David Johnston Kennedy (1816-1898) was a railroad agent and amateur painter who produced more than 1,000 watercolors of Philadelphia. His works are valued by historians as images of a past era.

Born in Port Mullin, Scotland, Kennedy worked various jobs, including as a stonecutter, and took a few painting lessons. In 1833, his family emigrated to Ontario, Canada. Two years later, he moved to Philadelphia, and stayed briefly with his married sister. In 1836, he moved again to Nashville, Tennessee, where he worked for a dry goods store and practiced painting, mostly miniatures, in his spare time. But he soon fell ill, and returned to Philadelphia, and then to Canada in 1837. After recovering, he moved back to Philadelphia, where he married Morgianna Corbin, the granddaughter of noted physician Benjamin Say. His wife's connections found him a job as a clerk in the new office of the Philadelphia and Reading Railroad at Broad and Cherry Streets. He worked for the Reading for more than two decades, rising to be a purchasing and general agent. Failing eyesight forced him to retire in 1861, but he continued to paint until his death.
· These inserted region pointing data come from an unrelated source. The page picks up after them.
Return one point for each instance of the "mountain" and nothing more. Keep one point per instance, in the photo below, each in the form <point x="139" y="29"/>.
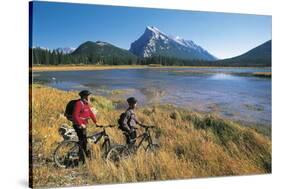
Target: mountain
<point x="102" y="49"/>
<point x="258" y="56"/>
<point x="65" y="50"/>
<point x="154" y="42"/>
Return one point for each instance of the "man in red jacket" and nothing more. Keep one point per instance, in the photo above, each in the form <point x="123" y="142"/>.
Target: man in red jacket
<point x="81" y="114"/>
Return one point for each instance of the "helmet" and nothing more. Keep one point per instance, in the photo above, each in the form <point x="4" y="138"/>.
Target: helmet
<point x="132" y="100"/>
<point x="84" y="93"/>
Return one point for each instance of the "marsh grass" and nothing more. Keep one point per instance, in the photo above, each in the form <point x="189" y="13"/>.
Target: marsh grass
<point x="192" y="144"/>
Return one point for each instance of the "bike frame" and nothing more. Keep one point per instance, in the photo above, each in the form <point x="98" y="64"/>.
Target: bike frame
<point x="106" y="144"/>
<point x="144" y="136"/>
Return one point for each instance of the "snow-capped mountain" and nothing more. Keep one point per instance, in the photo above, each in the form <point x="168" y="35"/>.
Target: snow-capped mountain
<point x="155" y="42"/>
<point x="65" y="50"/>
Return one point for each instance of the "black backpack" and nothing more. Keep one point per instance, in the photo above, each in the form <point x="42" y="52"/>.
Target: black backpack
<point x="69" y="109"/>
<point x="120" y="121"/>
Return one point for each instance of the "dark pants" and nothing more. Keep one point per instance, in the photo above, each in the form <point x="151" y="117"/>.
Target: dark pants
<point x="130" y="137"/>
<point x="82" y="137"/>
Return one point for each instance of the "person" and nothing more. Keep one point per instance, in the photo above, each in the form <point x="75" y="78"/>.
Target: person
<point x="128" y="121"/>
<point x="81" y="114"/>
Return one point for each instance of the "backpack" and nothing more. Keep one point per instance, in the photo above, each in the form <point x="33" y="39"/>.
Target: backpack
<point x="69" y="109"/>
<point x="120" y="121"/>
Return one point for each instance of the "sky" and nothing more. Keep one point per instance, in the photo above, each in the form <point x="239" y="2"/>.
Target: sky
<point x="224" y="35"/>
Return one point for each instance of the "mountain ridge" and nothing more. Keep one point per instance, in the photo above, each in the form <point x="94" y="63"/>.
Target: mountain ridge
<point x="154" y="42"/>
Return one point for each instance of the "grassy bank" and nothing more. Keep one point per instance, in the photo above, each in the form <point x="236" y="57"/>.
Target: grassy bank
<point x="192" y="144"/>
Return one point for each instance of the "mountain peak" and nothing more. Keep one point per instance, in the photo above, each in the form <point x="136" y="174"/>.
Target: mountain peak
<point x="154" y="29"/>
<point x="155" y="42"/>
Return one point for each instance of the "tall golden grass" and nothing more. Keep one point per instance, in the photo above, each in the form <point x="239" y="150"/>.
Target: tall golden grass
<point x="192" y="145"/>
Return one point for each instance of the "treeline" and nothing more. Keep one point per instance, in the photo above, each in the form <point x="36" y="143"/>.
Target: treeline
<point x="54" y="57"/>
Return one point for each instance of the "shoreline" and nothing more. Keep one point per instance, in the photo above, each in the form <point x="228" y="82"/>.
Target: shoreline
<point x="264" y="128"/>
<point x="40" y="68"/>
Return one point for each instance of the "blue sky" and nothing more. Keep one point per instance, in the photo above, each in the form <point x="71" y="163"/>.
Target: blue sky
<point x="222" y="34"/>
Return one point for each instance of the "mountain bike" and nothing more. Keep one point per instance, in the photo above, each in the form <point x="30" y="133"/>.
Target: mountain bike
<point x="119" y="152"/>
<point x="69" y="153"/>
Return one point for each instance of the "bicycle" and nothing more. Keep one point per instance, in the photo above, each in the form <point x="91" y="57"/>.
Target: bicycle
<point x="118" y="152"/>
<point x="69" y="153"/>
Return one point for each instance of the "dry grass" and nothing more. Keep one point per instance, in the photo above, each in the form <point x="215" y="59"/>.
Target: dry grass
<point x="192" y="145"/>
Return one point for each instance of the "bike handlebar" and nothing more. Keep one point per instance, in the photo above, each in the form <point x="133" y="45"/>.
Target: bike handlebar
<point x="147" y="126"/>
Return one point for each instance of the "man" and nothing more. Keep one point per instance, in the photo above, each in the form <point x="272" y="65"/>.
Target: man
<point x="81" y="114"/>
<point x="128" y="121"/>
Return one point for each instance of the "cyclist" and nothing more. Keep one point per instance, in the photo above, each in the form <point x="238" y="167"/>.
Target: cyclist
<point x="128" y="121"/>
<point x="81" y="114"/>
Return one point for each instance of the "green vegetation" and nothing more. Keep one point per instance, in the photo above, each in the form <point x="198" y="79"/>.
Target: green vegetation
<point x="192" y="144"/>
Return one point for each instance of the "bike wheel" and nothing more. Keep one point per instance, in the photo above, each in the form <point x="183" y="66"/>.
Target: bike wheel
<point x="68" y="154"/>
<point x="117" y="153"/>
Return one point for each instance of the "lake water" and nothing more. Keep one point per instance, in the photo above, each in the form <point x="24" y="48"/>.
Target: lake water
<point x="228" y="92"/>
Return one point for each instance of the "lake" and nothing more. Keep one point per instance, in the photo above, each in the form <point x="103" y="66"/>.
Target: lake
<point x="232" y="93"/>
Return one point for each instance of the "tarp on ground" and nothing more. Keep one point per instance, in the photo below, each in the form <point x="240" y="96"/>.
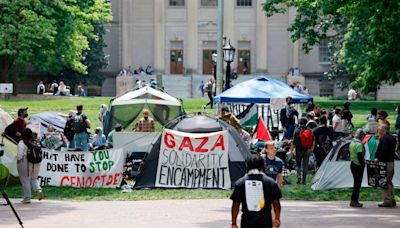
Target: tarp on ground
<point x="335" y="172"/>
<point x="127" y="107"/>
<point x="166" y="168"/>
<point x="261" y="89"/>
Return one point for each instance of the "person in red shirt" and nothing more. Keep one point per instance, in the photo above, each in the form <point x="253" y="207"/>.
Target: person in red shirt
<point x="20" y="123"/>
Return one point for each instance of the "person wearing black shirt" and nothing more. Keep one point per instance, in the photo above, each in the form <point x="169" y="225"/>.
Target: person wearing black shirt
<point x="255" y="183"/>
<point x="385" y="153"/>
<point x="323" y="140"/>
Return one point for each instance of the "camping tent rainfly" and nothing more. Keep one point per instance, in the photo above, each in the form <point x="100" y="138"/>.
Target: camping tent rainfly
<point x="335" y="173"/>
<point x="260" y="90"/>
<point x="127" y="107"/>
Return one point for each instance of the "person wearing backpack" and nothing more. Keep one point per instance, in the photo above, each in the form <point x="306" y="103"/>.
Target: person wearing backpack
<point x="303" y="142"/>
<point x="27" y="171"/>
<point x="209" y="88"/>
<point x="80" y="125"/>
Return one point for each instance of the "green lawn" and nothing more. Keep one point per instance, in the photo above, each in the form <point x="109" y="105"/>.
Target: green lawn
<point x="91" y="107"/>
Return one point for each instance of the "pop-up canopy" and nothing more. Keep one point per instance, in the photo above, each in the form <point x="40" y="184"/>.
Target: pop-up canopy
<point x="260" y="90"/>
<point x="127" y="107"/>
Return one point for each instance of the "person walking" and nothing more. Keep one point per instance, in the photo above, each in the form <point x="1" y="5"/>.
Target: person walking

During his half-century of painting, he captured grand houses, railroads, street scenes, and other buildings in and around Philadelphia; of particular note are the pictures he did of the 1876 Centennial Exhibition. The paintings are appreciated for their detail, for the notes he often left on them, and for "recording an environment that was very rapidly changing during the decades he was observing it."

Many of his paintings are held by Philadelphia-area historical societies. The largest collection, held by the Historical Society of Pennsylvania, consists of 40 boxes, two folders of indices and inventories, eight volumes and one oversized folio. Overall, it covers 66 linear feet.